Myanmar’s military agencies have reportedly targeted Rohingya Muslim villagers that spoke to a United Nations Security Council delegation in Rakhine last week, prompting them to go into hiding.

Members of the local community spoke to the UN delegation during their visit to the troubled area earlier this month and shared their accounts of violence at the hands of Myanmar’s military officers.

Since then, they have been forced to disappear after intelligence authorities launched efforts to track them down, the British daily The Guardian reported Saturday.

The paper cited a Rohingyan reporter as saying that prior to the arrival to Rakhine of the UN delegation, officials in Maungdaw township had warned the Muslim residents in the neighboring villages against sharing with the emissaries anything adverse about the Myanmar government or its security forces.

“Anyone disobeying the warning would face hard consequences, the authorities threatened,” said the unnamed reporter, who explained that his identity was being withheld for security reasons.

While most villagers declined to speak to the UN envoys following the threat, “in the village of Nolboinna three teenage boys and a middle-aged woman were willing to defy the orders,” added the daily.

“Soon after the envoys left Nolboinna, agents from Myanmar’s Sa Ra Pa or military intelligence unit and border guard police (BGP) arrived in the village looking for the Rohingya who had spoken to the envoys,” it said.

“Some intelligence agents who accompanied the envoys had filmed the conversations between the Rohingya villagers and the envoys in Nolboinna,” according to the reporter cited by the daily.

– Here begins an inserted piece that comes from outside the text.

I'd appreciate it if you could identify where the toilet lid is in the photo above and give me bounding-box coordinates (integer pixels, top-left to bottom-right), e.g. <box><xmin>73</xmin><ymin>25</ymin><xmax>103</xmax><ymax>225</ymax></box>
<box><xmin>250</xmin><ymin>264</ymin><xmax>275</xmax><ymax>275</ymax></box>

“The Sa Ra Pa agents showed some of those video clips to the village administrator and other villagers of Nolboinna and sought their help to find out the four Rohingya villagers.

“It’s clear, fearing retribution from the government or the security agencies they all (the boys and the woman) have gone into hiding. We don’t know if they are still in Burma or have crossed over to Bangladesh.”

During their one-day visit to Rakhine on May 1, the UN representatives paid a visit to several Rohingya villages, looking to hear first-hand experiences of violence used by military forces from as many Muslim villagers as possible.

As an apparent result of their trip findings, the UN Security Council called on Myanmar’s authorities on Wednesday to speed up efforts to ensure the safe return of the Rohingya and to hold accountable those who have waged attacks against the Muslim minority.

Council members further urged the Myanmar government in a draft report to conduct “transparent investigations into allegations of human rights abuses and violations.”